The carbon market will also be watched by trained market monitors and by federal market regulatory agencies, including the Commodities Futures Trading Commission and the Securities and Exchange Commission.

Is California ‘going it alone’ on cap-and-trade?

No. AB 32 directs the Air Resources Board to “facilitate the development of integrated and cost-effective regional, national and international greenhouse gas reduction programs.”

California has been coordinating its climate policies with those of six other western states and four Canadian provinces to make it easier to link and form a larger emissions trading market. The Province of Quebec adopted a cap-and-trade regulation similar to California’s.

Though the California market alone is large enough to have a successful carbon-trading program, enlarging the market lowers industries’ cost of compliance across the board.

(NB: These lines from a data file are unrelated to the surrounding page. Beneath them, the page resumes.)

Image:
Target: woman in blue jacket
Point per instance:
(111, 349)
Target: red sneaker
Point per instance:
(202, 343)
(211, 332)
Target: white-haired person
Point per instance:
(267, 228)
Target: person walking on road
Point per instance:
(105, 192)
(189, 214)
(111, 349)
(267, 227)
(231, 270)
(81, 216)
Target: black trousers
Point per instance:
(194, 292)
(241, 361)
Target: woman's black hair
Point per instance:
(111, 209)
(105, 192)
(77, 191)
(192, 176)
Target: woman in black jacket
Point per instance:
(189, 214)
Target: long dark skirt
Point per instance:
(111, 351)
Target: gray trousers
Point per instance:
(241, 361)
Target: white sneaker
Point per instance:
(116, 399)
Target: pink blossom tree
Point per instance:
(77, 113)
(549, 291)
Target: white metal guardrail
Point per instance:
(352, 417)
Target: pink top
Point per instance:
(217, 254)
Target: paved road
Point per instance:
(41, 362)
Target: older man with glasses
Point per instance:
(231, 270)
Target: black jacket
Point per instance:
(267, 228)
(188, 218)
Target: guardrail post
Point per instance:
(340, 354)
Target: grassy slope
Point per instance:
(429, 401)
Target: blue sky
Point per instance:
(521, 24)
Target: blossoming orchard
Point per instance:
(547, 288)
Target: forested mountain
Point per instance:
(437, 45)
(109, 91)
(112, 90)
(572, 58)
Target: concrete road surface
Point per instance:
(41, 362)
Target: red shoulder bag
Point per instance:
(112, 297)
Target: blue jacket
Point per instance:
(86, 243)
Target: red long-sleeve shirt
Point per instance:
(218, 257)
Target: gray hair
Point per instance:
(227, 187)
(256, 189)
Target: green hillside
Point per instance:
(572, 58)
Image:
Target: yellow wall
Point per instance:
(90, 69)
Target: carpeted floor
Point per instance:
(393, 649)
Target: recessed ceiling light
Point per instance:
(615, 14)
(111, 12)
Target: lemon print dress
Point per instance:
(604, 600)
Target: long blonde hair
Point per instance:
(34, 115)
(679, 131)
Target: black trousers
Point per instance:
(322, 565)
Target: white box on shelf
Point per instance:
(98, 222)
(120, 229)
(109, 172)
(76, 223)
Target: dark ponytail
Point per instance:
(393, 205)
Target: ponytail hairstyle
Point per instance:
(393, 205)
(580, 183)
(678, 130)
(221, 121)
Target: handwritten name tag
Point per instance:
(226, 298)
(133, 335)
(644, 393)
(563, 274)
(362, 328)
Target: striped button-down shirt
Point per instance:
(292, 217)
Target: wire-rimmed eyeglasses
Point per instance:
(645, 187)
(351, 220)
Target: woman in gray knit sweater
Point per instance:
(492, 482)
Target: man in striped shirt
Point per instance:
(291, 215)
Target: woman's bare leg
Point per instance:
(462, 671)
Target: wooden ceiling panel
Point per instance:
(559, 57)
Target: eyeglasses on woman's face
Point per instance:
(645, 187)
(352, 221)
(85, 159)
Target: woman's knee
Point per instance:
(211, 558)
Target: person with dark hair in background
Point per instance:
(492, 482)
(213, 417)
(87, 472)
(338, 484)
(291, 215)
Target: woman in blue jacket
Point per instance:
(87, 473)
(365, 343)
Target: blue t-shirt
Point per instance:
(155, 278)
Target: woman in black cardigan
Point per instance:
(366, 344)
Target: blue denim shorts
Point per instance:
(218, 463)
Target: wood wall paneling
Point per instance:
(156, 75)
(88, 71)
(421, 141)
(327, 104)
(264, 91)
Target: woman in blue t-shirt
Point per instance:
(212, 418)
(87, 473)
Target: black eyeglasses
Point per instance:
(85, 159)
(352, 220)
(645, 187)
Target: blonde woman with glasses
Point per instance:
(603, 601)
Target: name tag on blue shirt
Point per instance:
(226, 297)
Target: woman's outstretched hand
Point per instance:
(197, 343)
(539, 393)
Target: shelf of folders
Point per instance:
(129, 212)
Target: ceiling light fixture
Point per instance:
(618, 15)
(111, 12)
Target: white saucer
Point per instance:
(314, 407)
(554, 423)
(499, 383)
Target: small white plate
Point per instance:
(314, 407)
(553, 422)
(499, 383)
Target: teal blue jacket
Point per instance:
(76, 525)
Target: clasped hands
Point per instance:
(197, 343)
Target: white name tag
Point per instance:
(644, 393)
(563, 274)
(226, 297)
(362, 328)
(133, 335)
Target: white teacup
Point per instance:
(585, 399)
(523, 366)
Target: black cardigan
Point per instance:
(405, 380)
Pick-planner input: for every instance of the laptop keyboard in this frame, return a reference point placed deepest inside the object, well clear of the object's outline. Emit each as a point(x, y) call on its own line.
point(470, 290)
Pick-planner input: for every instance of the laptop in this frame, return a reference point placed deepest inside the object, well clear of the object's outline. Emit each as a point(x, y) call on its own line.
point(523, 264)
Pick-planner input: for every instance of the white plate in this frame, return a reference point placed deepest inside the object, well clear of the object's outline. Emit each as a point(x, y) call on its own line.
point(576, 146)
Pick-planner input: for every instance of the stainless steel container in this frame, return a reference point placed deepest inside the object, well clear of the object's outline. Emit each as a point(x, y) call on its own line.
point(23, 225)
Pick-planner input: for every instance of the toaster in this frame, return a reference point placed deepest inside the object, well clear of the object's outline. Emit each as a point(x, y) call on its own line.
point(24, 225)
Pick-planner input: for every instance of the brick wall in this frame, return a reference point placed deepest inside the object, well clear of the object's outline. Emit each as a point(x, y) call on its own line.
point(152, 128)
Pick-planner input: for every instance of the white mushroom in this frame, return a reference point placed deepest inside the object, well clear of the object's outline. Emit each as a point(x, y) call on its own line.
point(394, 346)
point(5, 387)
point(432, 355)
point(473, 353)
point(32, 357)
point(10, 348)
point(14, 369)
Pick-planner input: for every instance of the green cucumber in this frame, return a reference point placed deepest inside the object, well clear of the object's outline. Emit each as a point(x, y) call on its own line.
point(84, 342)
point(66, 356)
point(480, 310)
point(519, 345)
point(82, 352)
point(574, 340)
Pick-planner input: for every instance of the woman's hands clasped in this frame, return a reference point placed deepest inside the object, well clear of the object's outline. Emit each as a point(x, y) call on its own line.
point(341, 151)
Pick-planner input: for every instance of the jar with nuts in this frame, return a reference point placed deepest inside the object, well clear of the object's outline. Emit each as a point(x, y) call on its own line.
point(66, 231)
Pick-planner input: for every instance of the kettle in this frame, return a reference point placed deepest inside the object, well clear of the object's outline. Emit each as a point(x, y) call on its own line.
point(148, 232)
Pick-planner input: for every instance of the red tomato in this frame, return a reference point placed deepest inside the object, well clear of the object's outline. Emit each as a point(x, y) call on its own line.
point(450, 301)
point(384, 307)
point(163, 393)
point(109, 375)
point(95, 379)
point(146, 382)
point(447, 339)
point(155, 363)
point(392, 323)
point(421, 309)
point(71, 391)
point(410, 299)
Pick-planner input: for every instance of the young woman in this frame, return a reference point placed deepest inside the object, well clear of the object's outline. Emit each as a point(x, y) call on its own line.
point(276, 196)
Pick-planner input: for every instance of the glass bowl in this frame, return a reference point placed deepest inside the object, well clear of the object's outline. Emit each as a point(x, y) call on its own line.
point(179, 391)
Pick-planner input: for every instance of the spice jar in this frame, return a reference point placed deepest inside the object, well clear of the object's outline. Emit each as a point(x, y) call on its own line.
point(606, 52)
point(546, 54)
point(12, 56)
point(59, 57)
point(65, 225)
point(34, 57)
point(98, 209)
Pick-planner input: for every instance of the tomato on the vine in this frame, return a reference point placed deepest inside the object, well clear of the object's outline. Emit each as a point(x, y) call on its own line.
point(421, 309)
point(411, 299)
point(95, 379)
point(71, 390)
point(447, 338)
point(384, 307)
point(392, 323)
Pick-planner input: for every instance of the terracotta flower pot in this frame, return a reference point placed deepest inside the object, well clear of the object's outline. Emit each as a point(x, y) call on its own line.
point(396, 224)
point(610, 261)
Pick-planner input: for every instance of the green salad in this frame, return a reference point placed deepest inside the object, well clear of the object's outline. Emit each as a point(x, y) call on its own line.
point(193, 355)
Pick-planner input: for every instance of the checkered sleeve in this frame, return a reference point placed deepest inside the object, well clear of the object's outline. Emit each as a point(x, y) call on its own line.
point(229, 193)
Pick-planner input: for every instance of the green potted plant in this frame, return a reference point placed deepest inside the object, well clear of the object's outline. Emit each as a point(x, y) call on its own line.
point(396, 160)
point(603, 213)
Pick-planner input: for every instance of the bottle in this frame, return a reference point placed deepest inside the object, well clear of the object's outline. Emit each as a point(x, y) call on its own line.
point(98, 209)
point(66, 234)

California continues to reach out to other U.S. states. When Congress is ready to address the growing danger of climate change, California’s cap-and-trade system will serve as a model for a national program.

What is the Western Climate Initiative?

California is a founding member of the Western Climate Initiative, a group of governments exploring ways to reduce greenhouse gas emissions. At this time the Western Climate Initiative includes California, Quebec, British Columbia, Manitoba and Ontario.

All these jurisdictions are considering the cap-and-trade program, but California and Quebec are the first to have regulations in place. ARB is also in consultation with several western states on future emissions reduction efforts.

What is WCI, Inc.?

The Western Climate Initiative partners have incorporated a non-profit organization to establish and administer the mechanics of a multi-jurisdictional cap-and-trade program.

WCI, Inc. has no policy authority and exists solely to act as an administrative liaison between partners and manage contractors who run auctions and monitor the market.

WCI, Inc. is valuable tool as the Western Climate Initiative cap-and-trade program expands.